Ben Carpenter entscheidet sich also. Er folgt nicht der Fährte, sondern reitet geradewegs dorthin zurück, wo er die Antilope schoss und die Spur des Reiters aus der Furt führen sah.
Es sind drei bis vier Meilen Weg, und er beeilt sich sehr und mutet seinem müden Pferd eine Menge zu.

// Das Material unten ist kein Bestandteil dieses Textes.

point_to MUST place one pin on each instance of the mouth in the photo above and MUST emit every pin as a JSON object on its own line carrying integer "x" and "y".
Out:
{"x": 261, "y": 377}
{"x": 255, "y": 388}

Doch als er dann den Ort erreicht, da muss er erkennen, dass er dem Frauenräuber den Rückweg nicht mehr verlegen kann. Obwohl der Bursche einen Umweg machte und gewiss einige Zeit verlor, seine eigene Fährte zu verwischen, ist er schon wieder durch die Furt geritten und irgendwo auf der anderen Seite des Creeks.
Carpenter erkennt das an den Spuren. Nur sind diesmal die Hufabdrücke noch deutlicher, weit tiefer. Barbra wiegt mit der Kleidung gewiss mehr als hundertzehn Pfund. Also müssen die Hufabdrücke tiefer sein.
Er reitet hinüber und hält seinen Revolver bereit. Denn er muss damit rechnen, dass der Bursche seine Fährte beobachtet.
Aber es kracht kein Schuss, kommt keine Kugel.
Carpenter ist sicher, dass er nur wenige Minuten hinter dem Frauenräuber ist.
Doch sein altes Pferd ist ohnehin schon müde. Wenn die Verfolgung über viele Meilen geht, wird er gewiss weiter zurückfallen.
☆☆☆
Als Barbra wieder zur Besinnung kommt, wird ihr das Schreckliche ihrer Lage sofort wieder bewusst.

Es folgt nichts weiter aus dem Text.